Naked, she stood at the French doors, admiring the yard. She could see a nice deck down there. Some old Chinese guy raking leaves looked up casually and kind of coughed out his amazement and almost lost his grip on his rake until she jumped behind the curtains with her big titties jiggling and peeked back out. Then he went on, dragging his rake, shaking his head. She thought about stepping out there and flashing him just for the fun of it.
It was very cloudy and the sun was hidden. She thought she’d get dressed and find the kitchen and get some coffee and sit out on that deck for a while.

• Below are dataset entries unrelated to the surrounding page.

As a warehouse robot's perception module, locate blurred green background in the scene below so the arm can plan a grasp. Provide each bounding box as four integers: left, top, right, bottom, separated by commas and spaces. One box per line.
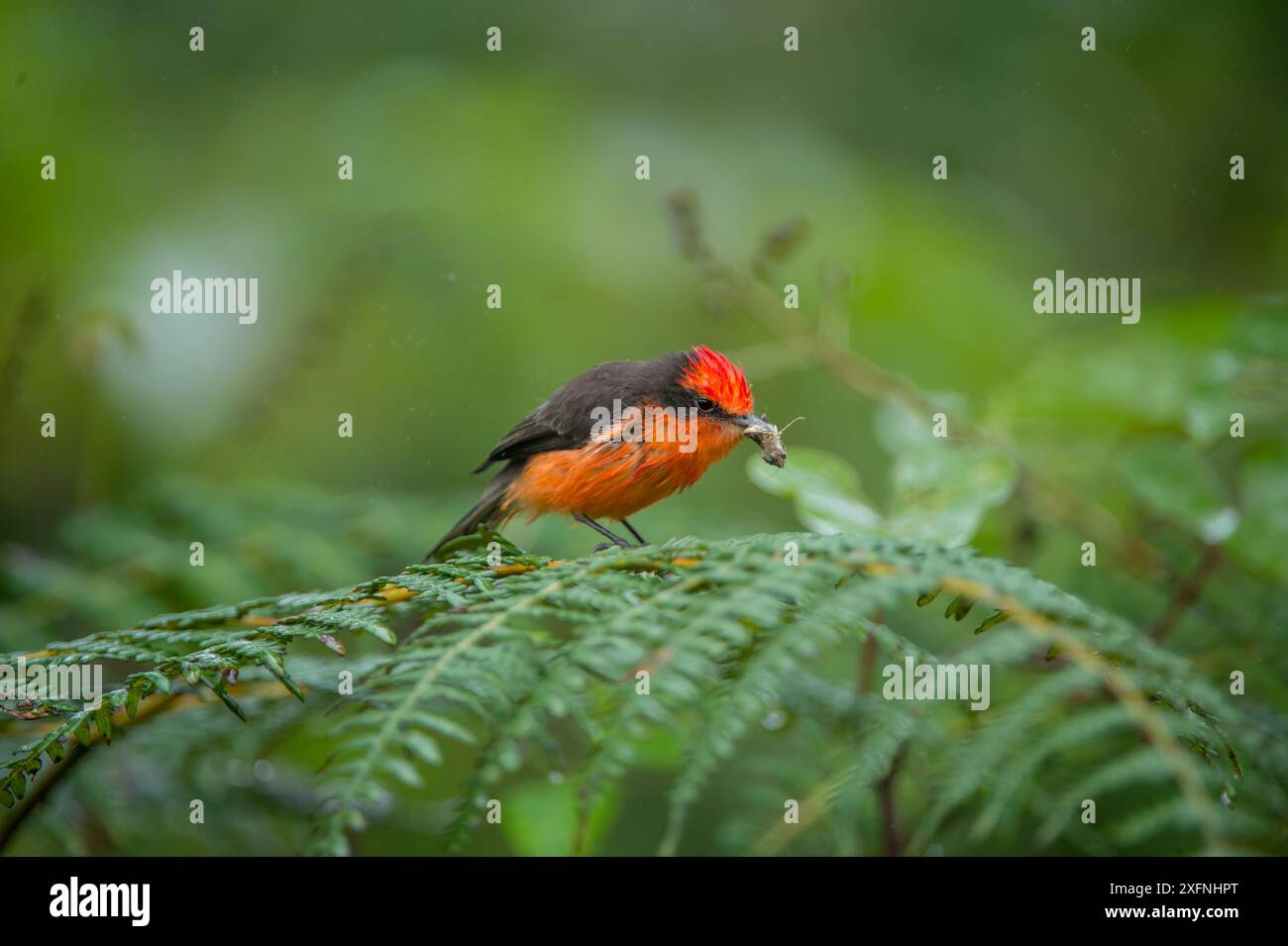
0, 0, 1288, 852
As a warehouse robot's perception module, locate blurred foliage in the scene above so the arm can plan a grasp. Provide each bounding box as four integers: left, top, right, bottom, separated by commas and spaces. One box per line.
0, 0, 1288, 853
0, 533, 1288, 853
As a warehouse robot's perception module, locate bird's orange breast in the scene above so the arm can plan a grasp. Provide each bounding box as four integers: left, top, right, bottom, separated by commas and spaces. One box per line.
503, 417, 741, 519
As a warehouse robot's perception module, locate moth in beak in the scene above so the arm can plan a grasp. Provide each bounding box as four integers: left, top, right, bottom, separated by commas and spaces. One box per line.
733, 414, 787, 468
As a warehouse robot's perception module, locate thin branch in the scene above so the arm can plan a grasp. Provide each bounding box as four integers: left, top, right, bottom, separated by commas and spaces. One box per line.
1149, 546, 1224, 641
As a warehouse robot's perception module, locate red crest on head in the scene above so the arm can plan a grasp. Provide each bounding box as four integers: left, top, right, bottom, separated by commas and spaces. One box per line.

She peed first, the door almost closed, her elbows on her thighs and her chin in her fingers, thinking. They’d probably be there this afternoon. She hadn’t let on to him how scared she’d been the other night, when all that had happened, because she wanted him to think she was strong, that she was fearless, because that was how a police officer was supposed to be, even if the officer was a woman.
She brushed her teeth and flossed and found some long underwear in the bag she’d left on a chair in the bedroom and dressed in the bathroom, the marble floor cold on her bare feet. She put on thick socks. She had half a mind to call the station to see if they’d found out anything, see if they’d found Elwood. They hadn’t turned the TV on last night so there hadn’t been any news to hear. She guessed she could always buy a paper today at a gas station somewhere if she really wanted to know. If she really did. If he was dead, and she didn’t know it yet, wouldn’t that be kind of like a blessed ignorance, just for today?
She had some heavy wool pants and pulled them on and put on a sweater and her big coat. Merlot was still sleeping. One of his mufflers was hanging in the closet and she wrapped it around her neck, got her boots, unlocked the hall door, and went down to the kitchen. There was nobody down there, but some coffee was ready and there were some doughnuts and pastries. Some cereal. Bananas. Milk in an iced tub. She pulled out a chair from the table and sat down and laced the boots on. She was afraid she was falling in love with him. He was absolutely nutty and incredibly smart. He was very loving. He was able to make her go dreamy inside her head and make goose pimples jump out all over her. And he wanted children. Lord she did need to go see her mamaw. Tell her she’d found the man she wanted.
Two small stainless-steel urns were sitting on the table beside plastic baskets with the sugar and stuff and Penelope got a big foam cup and drew it full of smoking decaf. She dumped in about five spoonfuls of sugar and stirred it. There were some doughnuts and chocolate eclairs and fruit-filled pastries under glass. She blew on her coffee and sipped it, trying to decide what she wanted. Just a little something to tide her over until Merlot woke up and they could have a real breakfast, maybe ham and eggs if they could find a Shoney’s or an IHOP or a Waffle House or a Huddle House nearby. Then hit the road. She set her coffee down and picked up a napkin and lifted the glass top from the eclairs and reached with the napkin for one of them.
She got back out the door by holding the coffee carefully against her breast with her arm and using her free hand for the doorknob. She was glad they’d stopped here. She’d remember this one day when she was old.